Rabu 08 Feb 2017 15:01 WIB

Pengadilan Pertanyakan Sentimen Anti-Islam dalam Perintah Eksekutif Trump

Rep: Lida Puspaningtyas/ Red: Ani Nursalikah
Presiden AS Donald Trump.
Foto: AP Photo/Pablo Martinez Monsivais
Presiden AS Donald Trump.

REPUBLIKA.CO.ID, SAN FRANCISCO -- Pengadilan banding San Francisco mempertanyakan sentimen anti-Islam dalam perintah eksekutif Presiden Donald Trump, Selasa (7/2). Tujuh negara yang dilarang masuk AS merupakan negara mayoritas Islam.

Pengungsi yang dilarang masuk AS juga sebagian besar Muslim. Hakim Richard Clifton mengatakan perintah eksekutif ini berimbas pada 15 persen Muslim di dunia. Pengadilan akan memutuskan apakah itu termasuk diskriminasi.

Hakim Clifton adalah satu dari tiga hakim pengadilan yang akan membuat keputusan terkait kasus. Sesi pada Selasa berlangsung selama satu jam yang diisi oleh argumen dari kedua pihak.

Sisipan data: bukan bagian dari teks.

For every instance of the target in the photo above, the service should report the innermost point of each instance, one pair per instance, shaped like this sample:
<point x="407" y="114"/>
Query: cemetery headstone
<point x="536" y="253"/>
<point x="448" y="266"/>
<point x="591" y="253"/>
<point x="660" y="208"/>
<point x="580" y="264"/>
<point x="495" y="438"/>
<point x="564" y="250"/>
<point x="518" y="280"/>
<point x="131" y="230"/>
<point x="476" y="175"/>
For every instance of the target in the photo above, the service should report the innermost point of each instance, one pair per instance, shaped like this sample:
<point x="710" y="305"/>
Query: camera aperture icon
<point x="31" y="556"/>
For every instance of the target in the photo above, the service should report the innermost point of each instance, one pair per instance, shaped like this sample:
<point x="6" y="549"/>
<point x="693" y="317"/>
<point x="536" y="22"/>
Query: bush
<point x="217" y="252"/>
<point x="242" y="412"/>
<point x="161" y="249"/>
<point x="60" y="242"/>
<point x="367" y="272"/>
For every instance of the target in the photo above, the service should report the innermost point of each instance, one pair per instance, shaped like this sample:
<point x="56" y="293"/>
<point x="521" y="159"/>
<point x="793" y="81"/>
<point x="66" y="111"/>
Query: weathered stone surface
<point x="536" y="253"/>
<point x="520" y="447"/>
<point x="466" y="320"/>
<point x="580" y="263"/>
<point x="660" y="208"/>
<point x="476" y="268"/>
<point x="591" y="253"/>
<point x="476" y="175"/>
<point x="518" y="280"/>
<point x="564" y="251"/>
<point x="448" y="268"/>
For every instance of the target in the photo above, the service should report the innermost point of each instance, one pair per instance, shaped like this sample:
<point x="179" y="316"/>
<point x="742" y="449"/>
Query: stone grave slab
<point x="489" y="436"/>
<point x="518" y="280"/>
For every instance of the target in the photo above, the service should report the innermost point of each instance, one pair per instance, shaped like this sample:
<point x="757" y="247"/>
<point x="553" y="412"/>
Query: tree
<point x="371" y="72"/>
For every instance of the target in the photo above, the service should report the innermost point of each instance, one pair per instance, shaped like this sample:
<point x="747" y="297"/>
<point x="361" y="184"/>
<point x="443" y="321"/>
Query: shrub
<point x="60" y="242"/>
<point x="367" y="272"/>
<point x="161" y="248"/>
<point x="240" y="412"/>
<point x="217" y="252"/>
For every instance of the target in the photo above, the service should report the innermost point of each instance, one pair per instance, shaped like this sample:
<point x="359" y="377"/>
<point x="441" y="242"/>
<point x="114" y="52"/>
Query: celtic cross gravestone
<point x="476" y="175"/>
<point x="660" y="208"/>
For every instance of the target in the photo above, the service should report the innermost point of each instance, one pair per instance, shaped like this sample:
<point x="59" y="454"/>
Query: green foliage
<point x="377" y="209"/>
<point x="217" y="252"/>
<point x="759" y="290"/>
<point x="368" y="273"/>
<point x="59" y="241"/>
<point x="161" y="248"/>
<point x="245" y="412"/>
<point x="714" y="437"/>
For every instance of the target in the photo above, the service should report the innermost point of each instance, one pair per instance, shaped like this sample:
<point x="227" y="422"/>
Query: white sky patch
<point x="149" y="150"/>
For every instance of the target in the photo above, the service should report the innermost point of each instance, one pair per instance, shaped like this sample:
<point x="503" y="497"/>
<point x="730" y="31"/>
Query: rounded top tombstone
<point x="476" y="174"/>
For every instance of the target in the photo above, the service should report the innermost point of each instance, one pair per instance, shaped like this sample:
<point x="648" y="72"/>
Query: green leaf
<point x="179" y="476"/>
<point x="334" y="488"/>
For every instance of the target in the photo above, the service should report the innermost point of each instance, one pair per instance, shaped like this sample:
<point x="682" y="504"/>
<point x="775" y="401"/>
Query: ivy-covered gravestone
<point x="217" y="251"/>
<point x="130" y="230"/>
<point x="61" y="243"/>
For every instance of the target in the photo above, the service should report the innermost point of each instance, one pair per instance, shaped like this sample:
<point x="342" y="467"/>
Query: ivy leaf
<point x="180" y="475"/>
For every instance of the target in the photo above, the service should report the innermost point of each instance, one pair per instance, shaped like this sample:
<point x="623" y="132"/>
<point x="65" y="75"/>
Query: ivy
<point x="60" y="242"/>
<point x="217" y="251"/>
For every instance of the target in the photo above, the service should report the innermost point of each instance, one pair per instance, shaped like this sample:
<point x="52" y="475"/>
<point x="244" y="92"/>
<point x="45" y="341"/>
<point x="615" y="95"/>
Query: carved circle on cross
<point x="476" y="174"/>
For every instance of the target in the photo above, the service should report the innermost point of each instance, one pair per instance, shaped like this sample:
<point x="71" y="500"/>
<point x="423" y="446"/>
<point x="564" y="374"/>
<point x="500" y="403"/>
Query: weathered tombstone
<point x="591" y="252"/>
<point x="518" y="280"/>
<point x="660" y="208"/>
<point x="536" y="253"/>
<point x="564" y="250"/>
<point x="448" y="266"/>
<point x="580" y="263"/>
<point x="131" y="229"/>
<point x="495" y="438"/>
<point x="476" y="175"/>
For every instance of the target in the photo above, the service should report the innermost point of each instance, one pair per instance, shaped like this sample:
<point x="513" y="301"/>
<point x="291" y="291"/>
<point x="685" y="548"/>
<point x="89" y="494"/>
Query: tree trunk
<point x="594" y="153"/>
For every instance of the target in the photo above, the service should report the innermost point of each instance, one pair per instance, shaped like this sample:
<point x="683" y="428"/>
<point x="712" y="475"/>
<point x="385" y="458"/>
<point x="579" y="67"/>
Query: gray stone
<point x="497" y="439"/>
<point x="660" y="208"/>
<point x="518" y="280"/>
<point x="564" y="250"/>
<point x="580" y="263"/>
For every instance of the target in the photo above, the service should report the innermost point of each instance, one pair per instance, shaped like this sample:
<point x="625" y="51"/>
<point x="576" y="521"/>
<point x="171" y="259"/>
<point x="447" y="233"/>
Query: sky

Dari sisi pemerintah, Kementerian Kehakiman mendesak hakim kembali memberlakukan perintah larangan. Pengacaranya, August Flentje mengatakan Kongres telah memberi otoritas pada presiden untuk mengendalikan siapa saja yang bisa masuk negara.

Saat ditanya bukti tujuh negara yang dilarang berisiko tinggi terhadap AS, pengacara tidak menyebut alasan lengkap. Ia mengatakan sejumlah orang Somalia di AS terbukti berhubungan dengan kelompok al-Shabaab.

Pengacara pembela Washington yang mengajukan gugatan kemudian membuktikan menghentikan perintah eksekutif tidak merugikan pemerintah AS. Dalam menit terakhir, sesi bergerak pada kemungkinan perintah eksekutif ditujukan khusus untuk Muslim.

Kementerian Kehakiman mengatakan perintah ini netral tak pandang agama. Jaksa agung muda, Noah Purcell mengatakan pernyataan kampanye Trump sangat jelas menjanjikan larangan Muslim.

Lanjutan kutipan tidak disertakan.